Alzheimer’s disease has been previously thought to be isolated to the brain, but new research from UBC suggests that the whole body is involved in the development of the disease.
In Alzheimer’s disease, there are two main protein compounds that contribute to neural degeneration: amyloid beta (A𝛽) and tau. The two proteins accumulate in the brain to form plaques and tangles, respectively, which cause inflammation in the neurons and, eventually, cell death.
While the focus of the disease is primarily on the proteins produced in the brain, A𝛽 is also produced elsewhere in the body. UBC psychiatry professor Dr. Weihong Song and Third Military Medical University professor Dr. Yan Jiang-Wang were able to determine that the protein produced in the body was able to cross the blood-brain barrier and enter the brain.
The blood-brain barrier is a structure within the brain that separates the brain from the circulatory system. The structure creates a barrier that restricts the movement of substances in and out of the brain, protecting the brain from harmful substances that may be in the blood stream.
To determine whether A𝛽 produced in the body enters the brain, mice that had been genetically modified to produce the human variation of A𝛽 were joined to unmodified, wild-type mice using parabiosis — the surgical joining of two separate organisms to create a common circulatory system.
Each mouse pairing was combined at ten months of age and the resulting amounts of human A𝛽 in the wild-type brain was measured after 2, 4, 8 and 12 months. At each measurement, human A𝛽 was detected in both mice, with the amount progressively increasing over time.
Because the wild-type mice were unable to produce human A𝛽, the protein deposits found in the brain could have only come from the shared blood circulation. A𝛽 was crossing the blood-brain barrier, meaning that the protein could come from the body rather than just be generated in the brain.
Other Alzheimer’s pathologies such as tau protein tangles, neuronal degeneration and impairment of the hippocampus — the structure in the brain involved in memory — were also detected in the brains of the wild-type mice. The development of those pathologies could not occur naturally in the wild-type mice, further supporting the finding that human A𝛽 was able to enter the brain through the common circulatory system.

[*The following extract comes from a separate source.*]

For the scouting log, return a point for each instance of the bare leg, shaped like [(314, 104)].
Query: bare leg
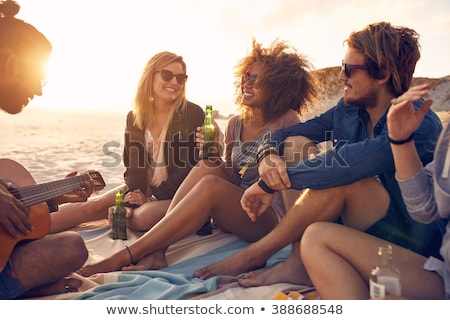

With the findings of the study, there is a greater understanding of how other systems in the body can contribute to the development of the disease. The liver and kidneys are primarily responsible for the removal of toxins from the body, but if they aren’t functioning properly, the level of A𝛽 increases. An increase in concentration outside of the brain would then force the A𝛽 to cross the blood-brain barrier into the brain.
“It’s like dialysis, so the high concentration side will have the material filter through the dialysis into the low concentration area to keep the balance,” said Song.
A possible therapeutic implication would be the development of a compound that acts on the A𝛽 in the body and directs it to the kidneys and liver to be disposed of. The concentration of A𝛽 in the body then would decrease, causing the A𝛽 in the brain to be drawn out.
The novel implications of the study can aid in the development of early diagnosis and research on possible treatments of the disease. While there are still unknown aspects about Alzheimer’s disease, the findings of the study will help future researchers discover more about the disease.